Por Juan Pablo Cinelli
Clásico ejemplo de documental policial, G., Un crimen oficial, de Daniel Otero, mixtura en su relato elementos propios de ambos géneros, sumando además algunas piezas propias de la intriga política. Pariente bastante cercano de Parapolicial negro, documental en el que Javier Diment trazaba un retrato posible de los años ‘60, al intentar comprender el surgimiento de la Triple A, la película de Otero también funciona como mapa de una época. En este caso la década del ‘90, con su complejo trasfondo político y económico. Y lo hace a partir del crimen del subcomisario de la policía bonaerense Jorge Gutiérrez, asesinado de un balazo en la cabeza durante una madrugada del invierno de 1994, en un vagón del ferrocarril Roca. Un homicidio para el que aún hoy la Justicia sigue sin encontrar un culpable, a pesar de que casi desde el principio los hechos y sus protagonistas parecen estar bien claros. Eso es lo que esta película intenta demostrar.
Así como el documental de Diment estaba basado en un texto previo –un artículo periodístico del gran cronista policial Ricardo Ragendorfer–, el de Otero se apoya en una investigación propia, publicada apenas cuatro años después del asesinato con el título de Maten a Gutiérrez. En él se reconstruye la investigación del crimen, cuyo objetivo habría sido el de detener una investigación sobre operaciones de contrabando, que el subcomisario llevaba adelante casi sin apoyo de su propia fuerza. Con la muerte de Gutiérrez el caso tomo dimensiones inesperadas y terminó siendo pieza clave de la investigación de lo que se conoció como aduana paralela. Con ese nombre se denomina a una gigantesca cadena de operaciones ilegales de importación y exportación que incluían todo tipo de bienes, desde automóviles de alta gama a cocaína, propiciadas por la flexibilidad de los controles aduaneros a partir de la privatización y tercerización de los mismos, llevada adelante por el gobierno de Carlos Menem. Bastará decir que el caso incluye, entre tantos, el escándalo por el tráfico de armas a Ecuador, por el que el propio ex presidente fue condenado a siete años de prisión, para tener una idea de las implicancias de la aduana paralela.

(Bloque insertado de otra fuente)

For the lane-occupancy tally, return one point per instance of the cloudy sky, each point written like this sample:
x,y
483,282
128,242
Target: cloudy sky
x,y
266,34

Está claro que Otero conoce al detalle los hechos y los rincones oscuros de esa trama, y los narra ágilmente y con claridad. A pesar de las limitaciones técnicas, el director se las ingenia para que Un crimen oficial sea una película visualmente atractiva y dinámica. Para ello es fundamental un montaje fluido, la utilización de diversos efectos que subrayan el formato original en video del material de archivo y los oportunos aportes del dibujo, que juega con la estética de la historieta negra, y la banda sonora. Esta última merece un comentario aparte, ya que sus responsables, Gustavo Gioi y Gastón Picazo, consiguen a partir de la mixtura de géneros disímiles como la cumbia, la electrónica o el blues, construir el marco sonoro ideal para esta historia que se mete en lo más sórdido del conurbano profundo.
Un crimen oficial es además un trabajo que implica un gran coraje. La investigación de Otero señala directamente al cabo de la Policía Federal Alejandro Santillán, todavía en actividad, como autor material del asesinato. También involucra como parte responsable a las cúpulas que por entonces guiaban los destinos de la federal y de la bonaerense. Y a algunos de sus personajes más nefastos, como el ex comisario Carlos Gallone (actor destacado durante los años de la represión, que carga con la triste celebridad de ser el protagonista de aquella foto en la que un oficial parece consolar con un abrazo a una de las Abuelas de Plaza de Mayo) o Jorge “Fino” Palacios, procesado por encubrimiento del atentado a la AMIA (ocurrido un mes antes del asesinato de Gutiérrez). Un entramado que también salpica al empresario Julio Gutiérrez Conte, dueño del depósito fiscal Defisa, ubicado detrás de la comisaría de Avellaneda donde trabajaba Gutiérrez y que el subcomisario investigaba justo antes de ser asesinado. Gutiérrez Conte fue CEO de la empresa Aeropuertos Argentina 2000 hasta 2012. Si, como dice la propia película, a una época se la conoce por sus crímenes, entonces G., Un crimen oficial ofrece un interesante recorrido por los últimos 25 años de la historia argentina.